2023.01.10 【製造技術総合特集】シンキー 自転・公転式ミキサーに資源集中 グローバル市場で事業を拡大へ
石井 社長
シンキーは、自転・公転式スーパーミキサーを主力にグローバル市場で事業を拡大している。石井青志社長は「当社は1970年の創業以来、世の中にない新しいテクノロジーを独自に開発し、人々の感動や感激を創造する製品を提供してきた。これからも自転・公転式ミキサーのパイオニアとして、ミキサー事業にリソースを集中して深化と拡大を続け、世の中に役立つ製品を創出すべく、努力を続ける」と事業への思いを語る。

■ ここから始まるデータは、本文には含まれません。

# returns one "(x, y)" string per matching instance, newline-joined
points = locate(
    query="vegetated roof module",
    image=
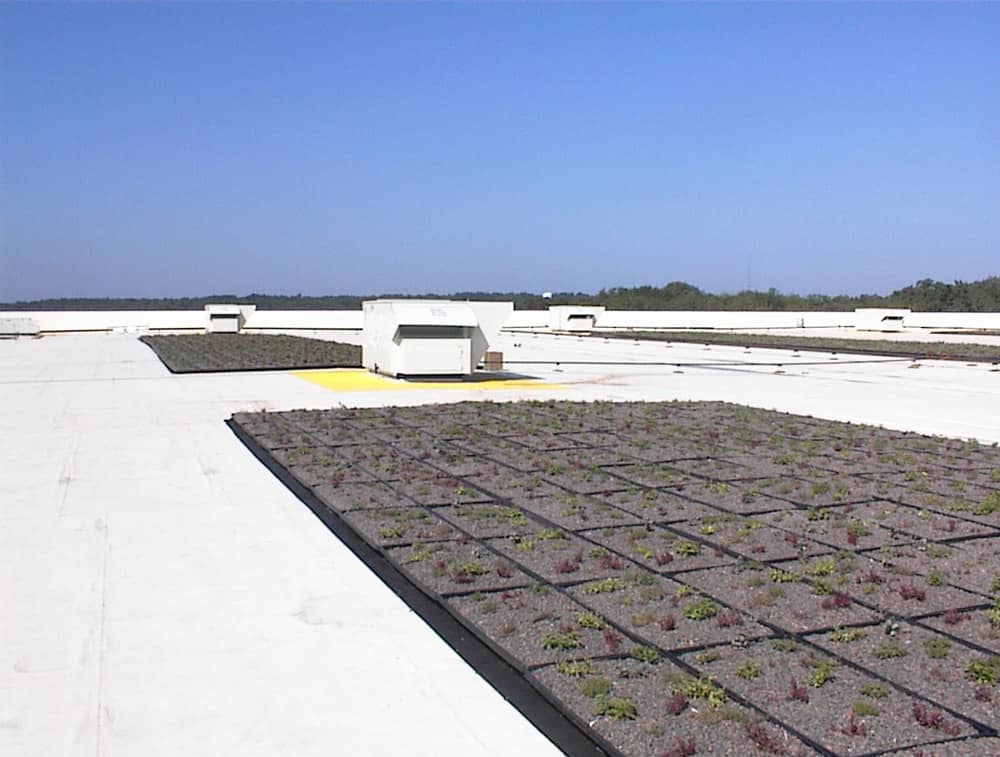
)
(676, 577)
(893, 348)
(200, 353)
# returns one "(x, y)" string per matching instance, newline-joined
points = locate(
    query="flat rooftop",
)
(167, 595)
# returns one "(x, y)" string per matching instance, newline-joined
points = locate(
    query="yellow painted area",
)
(363, 381)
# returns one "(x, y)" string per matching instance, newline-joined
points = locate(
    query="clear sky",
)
(185, 149)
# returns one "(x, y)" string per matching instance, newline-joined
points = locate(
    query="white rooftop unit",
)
(575, 318)
(880, 319)
(227, 319)
(12, 328)
(428, 337)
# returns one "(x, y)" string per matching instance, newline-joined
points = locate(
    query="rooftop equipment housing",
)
(880, 319)
(227, 319)
(12, 328)
(429, 337)
(573, 318)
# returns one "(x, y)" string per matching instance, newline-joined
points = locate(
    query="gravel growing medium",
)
(200, 353)
(685, 578)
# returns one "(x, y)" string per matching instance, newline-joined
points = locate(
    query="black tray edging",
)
(555, 722)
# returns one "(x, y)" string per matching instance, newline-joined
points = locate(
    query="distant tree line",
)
(926, 295)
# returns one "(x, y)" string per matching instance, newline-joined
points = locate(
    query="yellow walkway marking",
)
(363, 381)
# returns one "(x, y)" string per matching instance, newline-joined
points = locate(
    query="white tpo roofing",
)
(164, 594)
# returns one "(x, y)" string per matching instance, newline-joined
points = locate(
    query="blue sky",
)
(185, 149)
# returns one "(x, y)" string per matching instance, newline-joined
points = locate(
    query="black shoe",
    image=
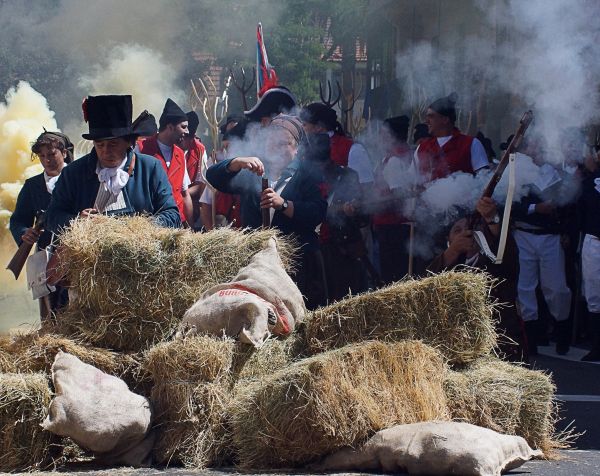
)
(562, 348)
(562, 332)
(592, 356)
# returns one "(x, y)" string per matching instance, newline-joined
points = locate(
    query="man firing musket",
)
(27, 223)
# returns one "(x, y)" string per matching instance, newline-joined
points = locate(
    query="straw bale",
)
(24, 400)
(250, 363)
(451, 311)
(191, 423)
(506, 398)
(193, 359)
(35, 353)
(135, 280)
(336, 399)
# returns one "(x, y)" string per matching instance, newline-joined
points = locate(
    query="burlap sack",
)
(435, 448)
(261, 300)
(98, 412)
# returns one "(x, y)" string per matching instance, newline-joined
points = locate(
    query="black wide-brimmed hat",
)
(319, 114)
(446, 106)
(193, 122)
(398, 126)
(172, 114)
(108, 116)
(274, 101)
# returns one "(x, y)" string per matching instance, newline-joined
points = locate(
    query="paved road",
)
(578, 392)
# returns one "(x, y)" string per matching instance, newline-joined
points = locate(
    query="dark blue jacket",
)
(147, 191)
(33, 197)
(303, 190)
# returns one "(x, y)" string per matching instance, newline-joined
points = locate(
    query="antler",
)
(327, 101)
(241, 86)
(214, 108)
(352, 97)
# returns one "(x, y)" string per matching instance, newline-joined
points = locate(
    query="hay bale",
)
(135, 280)
(35, 353)
(506, 398)
(336, 399)
(250, 363)
(450, 311)
(24, 401)
(191, 423)
(194, 359)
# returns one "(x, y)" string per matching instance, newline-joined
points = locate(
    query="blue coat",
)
(33, 197)
(147, 191)
(303, 190)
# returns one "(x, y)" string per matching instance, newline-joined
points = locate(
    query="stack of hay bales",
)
(506, 398)
(449, 311)
(134, 280)
(416, 350)
(189, 397)
(335, 399)
(24, 401)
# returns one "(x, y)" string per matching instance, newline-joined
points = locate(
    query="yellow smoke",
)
(23, 116)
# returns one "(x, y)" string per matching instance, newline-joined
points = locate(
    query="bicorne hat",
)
(108, 116)
(172, 114)
(274, 101)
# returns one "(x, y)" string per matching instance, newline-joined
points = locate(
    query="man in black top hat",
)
(111, 179)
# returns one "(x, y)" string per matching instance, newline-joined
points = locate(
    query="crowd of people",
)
(351, 213)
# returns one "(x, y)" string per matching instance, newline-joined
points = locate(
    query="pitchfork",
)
(327, 101)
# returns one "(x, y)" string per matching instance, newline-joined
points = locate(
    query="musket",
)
(20, 257)
(266, 212)
(488, 191)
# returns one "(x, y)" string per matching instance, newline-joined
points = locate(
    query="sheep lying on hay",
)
(335, 399)
(450, 311)
(134, 280)
(505, 398)
(190, 394)
(24, 401)
(35, 353)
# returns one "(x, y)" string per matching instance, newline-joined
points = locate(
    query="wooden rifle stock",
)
(20, 257)
(266, 212)
(488, 191)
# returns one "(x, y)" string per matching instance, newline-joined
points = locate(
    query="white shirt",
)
(167, 153)
(479, 158)
(359, 161)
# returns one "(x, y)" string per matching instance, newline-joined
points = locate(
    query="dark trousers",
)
(343, 271)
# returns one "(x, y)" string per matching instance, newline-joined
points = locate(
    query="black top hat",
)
(446, 106)
(398, 126)
(274, 101)
(321, 114)
(193, 122)
(108, 116)
(172, 114)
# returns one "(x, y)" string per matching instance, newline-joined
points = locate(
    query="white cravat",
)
(50, 182)
(115, 178)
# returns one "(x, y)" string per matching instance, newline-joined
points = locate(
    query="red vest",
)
(194, 159)
(175, 172)
(438, 162)
(388, 215)
(340, 148)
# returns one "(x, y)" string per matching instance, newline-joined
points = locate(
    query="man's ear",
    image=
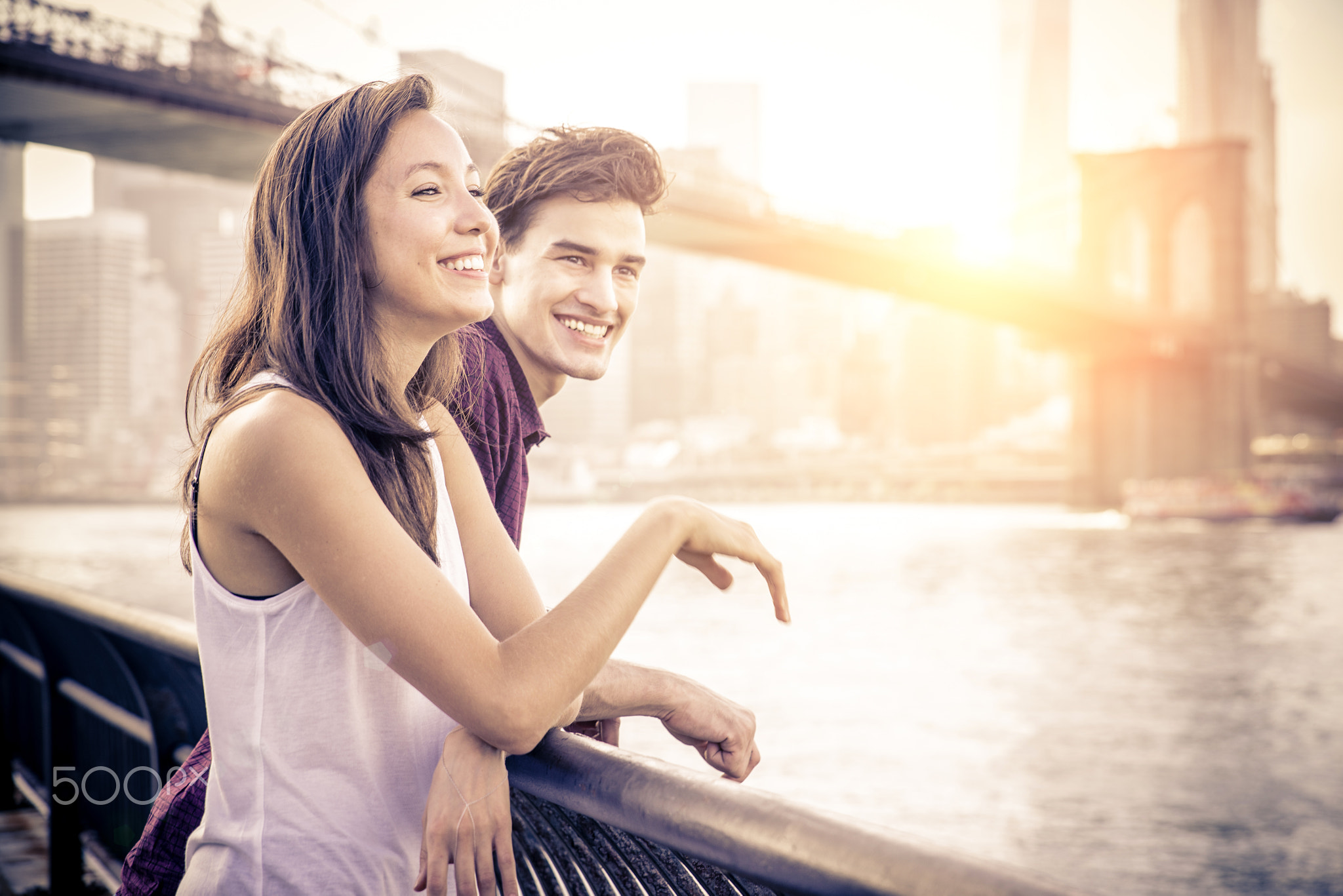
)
(497, 266)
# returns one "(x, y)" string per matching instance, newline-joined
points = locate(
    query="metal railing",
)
(97, 699)
(241, 65)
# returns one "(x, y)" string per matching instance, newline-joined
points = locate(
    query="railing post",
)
(65, 852)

自転・公転方式ミキサーは、400Gを超える遠心力を加えながら(公転)、材料自体を流動させる(自転)ことで、通常では得られない脱泡性能を実現する。粘度差や比重差のある材料でも短時間で均一な攪拌(かくはん)を実現する。さらに、真空減圧機能を加えたり、回転数を材料に合わせて最適化するなど、同社が長年培った調合レシピ・アプリケーションノウハウを組み合わせることで高度な攪拌・脱泡性能を発揮する。高粘度材料を用いた撹拌プロセスにも対応する。
需要は医薬・医療。塗料、食品、製紙、化粧品、自動車、エレクトロニクスなど多岐にわたり、先端素材開発や最先端化学分野の採用も多い。
石井社長は「22年は部材不足もあったが、部材調達に万全を期して製品を提供できたことで各業種向けとも売り上げが伸び、業績的にも過去最高を更新した。特に海外が好調でだった」と話す。
製品は高度な攪拌・脱泡性能を発揮する「あわとり練太郎」シリーズから、ナノレベルの粉砕性能で先端材料開発に寄与する「粉砕ナノ太郎」、世界最高水準の分散性能を発揮する「分散ナノ太郎」まで、市場の要望に要望に応える幅広いラインアップを取りそろえている。あわとり練太郎シリーズは大気圧、真空、真空LED各タイプをそろえる。「ナノ太郎シリーズ」(粉砕機/分散機)の分散機は、凝集の強いCNTなどのナノ材料を均一に分散する。
「はんだ練太郎」は、はんだ不良の原因と考えられるペースト内の気泡(ボイド)を除去することが可能。オプションのアダプター使用でシリンジ詰めのソルダーペーストを脱泡できる。